Two and a half stars from me, rounded up because this book tells a more truthful story than the common narrative that the Church collaborated with the Nazis. Still, as I said, a disappointment.
John LaFarge was the unassuming and scholarly Jesuit Editor of America magazine during pre-World War II years. America, published in New York, was read by Catholics worldwide for its reporting on issues and events important to Catholics. It appears it was also read by Achilles Ratti, Pope Pius XI, a mountaineer of reknown andan outspoken critic of Adolph Hitler and Nazism at time when the Vatican timidly tip toed around Nazism and the Vatican' political relations with Germany and Italy.

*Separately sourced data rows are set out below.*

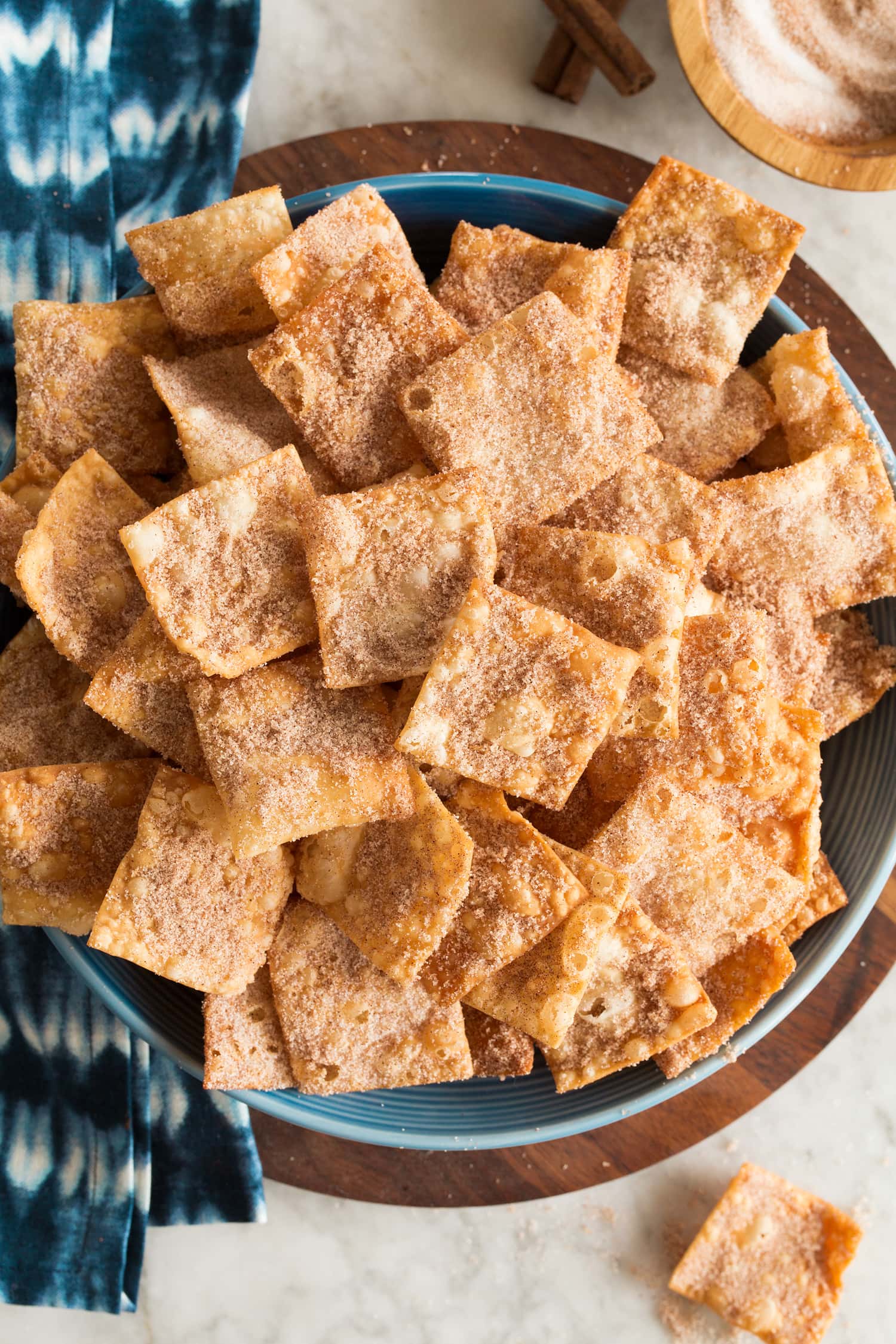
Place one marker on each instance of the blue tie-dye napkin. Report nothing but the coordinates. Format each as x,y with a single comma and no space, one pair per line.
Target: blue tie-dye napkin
112,113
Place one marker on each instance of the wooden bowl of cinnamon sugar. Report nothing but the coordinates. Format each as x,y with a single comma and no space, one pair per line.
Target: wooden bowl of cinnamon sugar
797,84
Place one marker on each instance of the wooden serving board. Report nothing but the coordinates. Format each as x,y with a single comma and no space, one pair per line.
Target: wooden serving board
400,1176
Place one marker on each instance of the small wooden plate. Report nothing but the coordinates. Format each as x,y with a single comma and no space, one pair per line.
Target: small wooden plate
871,167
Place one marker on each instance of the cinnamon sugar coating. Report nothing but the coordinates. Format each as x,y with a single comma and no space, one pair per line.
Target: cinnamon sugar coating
622,589
705,260
392,888
244,1041
641,996
824,529
489,272
498,1050
390,569
738,987
327,245
73,567
223,566
201,268
519,891
339,366
856,674
535,406
347,1026
81,383
180,904
517,696
290,757
63,831
770,1259
42,717
140,689
692,873
656,501
705,429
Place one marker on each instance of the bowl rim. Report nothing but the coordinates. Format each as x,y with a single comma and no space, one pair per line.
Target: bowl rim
288,1104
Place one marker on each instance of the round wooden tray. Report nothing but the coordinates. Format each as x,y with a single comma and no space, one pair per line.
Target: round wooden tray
401,1176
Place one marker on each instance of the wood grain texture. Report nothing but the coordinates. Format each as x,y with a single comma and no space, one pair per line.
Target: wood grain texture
400,1176
871,167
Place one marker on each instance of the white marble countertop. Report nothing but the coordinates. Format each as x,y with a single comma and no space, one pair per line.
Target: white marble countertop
579,1269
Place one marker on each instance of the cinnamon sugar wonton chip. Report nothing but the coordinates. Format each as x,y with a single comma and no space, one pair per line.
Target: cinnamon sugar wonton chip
770,1259
63,831
81,382
180,904
622,589
73,567
517,696
814,410
519,891
656,501
390,569
201,268
392,888
245,1045
705,429
533,406
339,364
498,1050
347,1026
705,260
292,757
541,991
326,246
140,689
223,566
641,996
42,717
489,272
738,987
692,873
824,529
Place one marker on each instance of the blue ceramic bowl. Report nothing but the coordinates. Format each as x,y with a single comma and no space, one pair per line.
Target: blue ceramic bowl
859,814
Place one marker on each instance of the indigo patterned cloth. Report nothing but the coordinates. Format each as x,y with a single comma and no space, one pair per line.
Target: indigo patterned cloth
113,113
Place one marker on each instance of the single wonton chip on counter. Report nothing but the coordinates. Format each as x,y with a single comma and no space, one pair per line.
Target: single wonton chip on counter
535,407
73,567
705,429
347,1026
63,831
498,1050
392,888
770,1259
201,268
245,1045
656,501
489,272
825,529
327,245
699,879
519,891
339,364
290,757
223,566
390,569
81,383
180,904
541,991
641,998
517,696
622,589
140,689
705,260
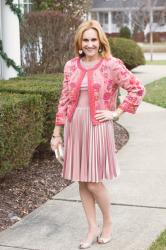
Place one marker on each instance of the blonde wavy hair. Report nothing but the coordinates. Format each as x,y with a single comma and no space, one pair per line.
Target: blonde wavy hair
92,24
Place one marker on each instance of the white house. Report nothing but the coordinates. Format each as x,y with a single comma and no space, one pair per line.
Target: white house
112,14
10,35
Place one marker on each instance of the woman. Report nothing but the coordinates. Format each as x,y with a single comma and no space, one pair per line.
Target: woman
87,109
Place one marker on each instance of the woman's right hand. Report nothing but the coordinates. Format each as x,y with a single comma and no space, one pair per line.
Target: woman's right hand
55,141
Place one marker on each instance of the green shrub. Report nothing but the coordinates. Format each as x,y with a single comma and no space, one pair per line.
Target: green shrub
125,32
128,51
48,86
21,128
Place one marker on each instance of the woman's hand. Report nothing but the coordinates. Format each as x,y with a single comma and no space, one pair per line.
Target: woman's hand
55,141
104,115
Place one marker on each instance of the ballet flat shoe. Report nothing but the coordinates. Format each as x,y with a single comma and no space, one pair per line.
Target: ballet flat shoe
102,240
84,245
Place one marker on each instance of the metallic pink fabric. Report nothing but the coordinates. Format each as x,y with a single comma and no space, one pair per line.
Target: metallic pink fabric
89,154
104,80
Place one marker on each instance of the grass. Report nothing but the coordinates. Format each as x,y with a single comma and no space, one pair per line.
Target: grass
156,94
159,62
160,243
157,47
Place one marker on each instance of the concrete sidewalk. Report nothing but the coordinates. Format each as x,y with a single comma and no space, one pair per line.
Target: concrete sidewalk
138,197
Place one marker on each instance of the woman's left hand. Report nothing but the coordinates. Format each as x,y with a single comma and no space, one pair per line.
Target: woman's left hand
104,115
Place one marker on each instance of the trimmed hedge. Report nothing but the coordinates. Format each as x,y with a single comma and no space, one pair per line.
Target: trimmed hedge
21,128
48,86
125,32
128,51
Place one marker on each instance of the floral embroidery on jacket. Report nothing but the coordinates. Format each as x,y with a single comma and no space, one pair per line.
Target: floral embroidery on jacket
103,84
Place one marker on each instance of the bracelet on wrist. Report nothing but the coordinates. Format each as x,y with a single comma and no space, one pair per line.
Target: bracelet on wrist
54,136
115,116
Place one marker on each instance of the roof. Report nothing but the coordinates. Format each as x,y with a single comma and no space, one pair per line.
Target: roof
118,4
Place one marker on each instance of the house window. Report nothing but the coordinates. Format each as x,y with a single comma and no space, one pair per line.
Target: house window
117,18
103,17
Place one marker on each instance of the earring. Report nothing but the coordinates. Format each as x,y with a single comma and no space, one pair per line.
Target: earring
100,50
80,51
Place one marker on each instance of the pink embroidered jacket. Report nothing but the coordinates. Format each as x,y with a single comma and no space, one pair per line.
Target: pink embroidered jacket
104,79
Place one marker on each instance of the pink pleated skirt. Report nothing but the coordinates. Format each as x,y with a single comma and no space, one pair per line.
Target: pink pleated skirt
89,151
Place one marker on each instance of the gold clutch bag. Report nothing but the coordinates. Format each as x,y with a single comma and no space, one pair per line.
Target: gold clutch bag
59,153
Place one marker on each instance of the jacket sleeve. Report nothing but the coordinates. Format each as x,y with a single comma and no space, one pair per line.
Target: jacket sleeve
135,90
64,98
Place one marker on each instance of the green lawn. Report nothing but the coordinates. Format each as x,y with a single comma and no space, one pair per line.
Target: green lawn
161,62
160,243
156,94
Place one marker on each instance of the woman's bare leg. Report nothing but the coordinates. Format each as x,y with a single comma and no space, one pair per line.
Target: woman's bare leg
101,195
88,202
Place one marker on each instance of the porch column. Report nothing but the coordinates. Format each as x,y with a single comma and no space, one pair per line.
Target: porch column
10,40
110,30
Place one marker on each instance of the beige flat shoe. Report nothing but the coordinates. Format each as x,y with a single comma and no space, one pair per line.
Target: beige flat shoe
102,240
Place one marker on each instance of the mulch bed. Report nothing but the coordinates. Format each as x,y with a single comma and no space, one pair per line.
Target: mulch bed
23,190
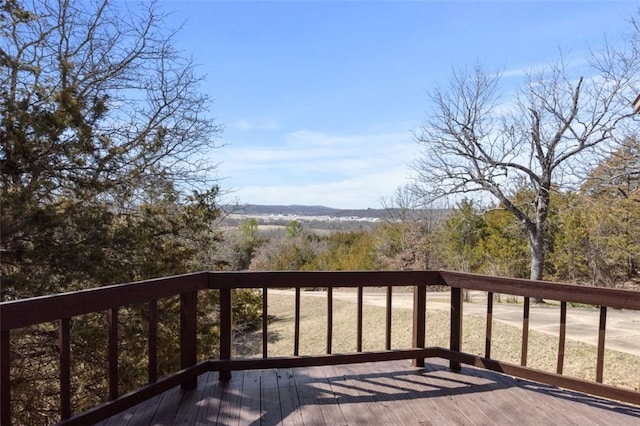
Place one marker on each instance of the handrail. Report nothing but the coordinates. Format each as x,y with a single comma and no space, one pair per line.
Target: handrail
62,307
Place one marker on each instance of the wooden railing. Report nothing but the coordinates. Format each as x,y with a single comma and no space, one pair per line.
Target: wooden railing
61,308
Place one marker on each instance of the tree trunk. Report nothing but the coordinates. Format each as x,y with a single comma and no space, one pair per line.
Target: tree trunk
536,247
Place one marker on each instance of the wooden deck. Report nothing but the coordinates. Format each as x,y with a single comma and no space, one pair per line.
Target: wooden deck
384,393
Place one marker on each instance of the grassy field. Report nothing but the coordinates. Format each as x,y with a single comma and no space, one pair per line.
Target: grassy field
621,369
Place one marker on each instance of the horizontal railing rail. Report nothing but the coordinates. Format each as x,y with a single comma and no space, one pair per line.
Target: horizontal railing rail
61,308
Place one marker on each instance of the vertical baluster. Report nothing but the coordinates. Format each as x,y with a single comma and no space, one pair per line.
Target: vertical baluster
525,332
296,332
387,337
329,319
562,337
359,320
455,336
601,338
153,341
64,343
112,319
225,330
265,319
419,315
488,331
188,335
5,377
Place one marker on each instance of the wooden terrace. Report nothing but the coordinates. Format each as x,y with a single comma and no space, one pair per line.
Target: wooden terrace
417,385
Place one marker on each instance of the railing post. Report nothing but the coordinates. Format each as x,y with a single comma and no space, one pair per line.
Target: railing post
188,335
153,341
5,377
455,335
112,319
64,343
225,330
601,339
419,319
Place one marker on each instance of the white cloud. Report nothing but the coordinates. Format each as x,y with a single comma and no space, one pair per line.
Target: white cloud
246,125
306,167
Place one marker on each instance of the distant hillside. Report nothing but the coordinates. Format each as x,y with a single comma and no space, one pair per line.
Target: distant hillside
298,210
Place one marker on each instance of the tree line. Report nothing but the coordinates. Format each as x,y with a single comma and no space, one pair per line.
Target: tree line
104,135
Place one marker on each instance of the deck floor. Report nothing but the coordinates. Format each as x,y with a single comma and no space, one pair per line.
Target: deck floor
385,393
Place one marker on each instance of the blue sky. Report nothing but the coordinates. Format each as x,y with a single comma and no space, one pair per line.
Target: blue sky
319,99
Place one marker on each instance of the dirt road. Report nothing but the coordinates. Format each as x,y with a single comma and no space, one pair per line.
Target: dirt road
623,327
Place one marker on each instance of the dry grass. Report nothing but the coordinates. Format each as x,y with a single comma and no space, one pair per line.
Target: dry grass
621,369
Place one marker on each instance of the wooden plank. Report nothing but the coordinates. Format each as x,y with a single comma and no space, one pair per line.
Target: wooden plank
601,296
517,402
300,279
64,343
131,399
489,325
265,321
397,394
153,341
388,317
359,319
419,321
325,397
440,407
251,410
196,403
112,320
5,377
599,389
359,392
188,335
525,332
231,400
289,401
168,407
296,326
562,337
270,398
455,332
226,326
329,320
602,328
38,310
209,406
319,360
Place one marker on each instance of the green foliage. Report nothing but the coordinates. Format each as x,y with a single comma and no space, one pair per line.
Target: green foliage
461,235
294,228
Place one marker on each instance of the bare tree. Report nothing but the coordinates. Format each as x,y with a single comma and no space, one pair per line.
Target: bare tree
533,143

LaFarge had written an important work on racism in America, based largely on his experiences as a parish priest in St. Mary's County, Maryland, a work that was read with great interest by the Pope, who believed it was his duty to promulgate an unwavering and powerful statement against anti-Semitism, Adoph Hitler, and the alliance that Mussolini had formed with Hitler. The Vatican Secretary of State at the time, Eugenio Pacelli who would become Pope after Ratti's death, feared speaking out against Hitler because of uncertainty surrounding the enforcement of the Concordats with Germany finally ratified in the late 1920s by the Vatican.
Pius XI read LaFarge's arranged a secretive and private meeting with LaFarge, outside the knowledge of the Vatican Secretary of State and anyone else in the Vatican bureaucracy. Pius directed LaFarge to pen an encylical opposing anti Semitism and Hitler in the strongest possible language and to do so privately, secretly, and quickly.
Pius' views opposing Hitler and anti Semitism were the strongest seen in the Vatican, conflicting with the views held byPacelli (later, after Ratti's death, to become Pope Pius XII). Pius correctly believed that racism and anti Semitism were threats that would eventually engulf Catholics in German occupied lands and worldwide. Pius told LaFarge that no one other than LaFarge, the Pope, and the 2 assistants who LaFarge would name and swear to secrecy, were to know about his work.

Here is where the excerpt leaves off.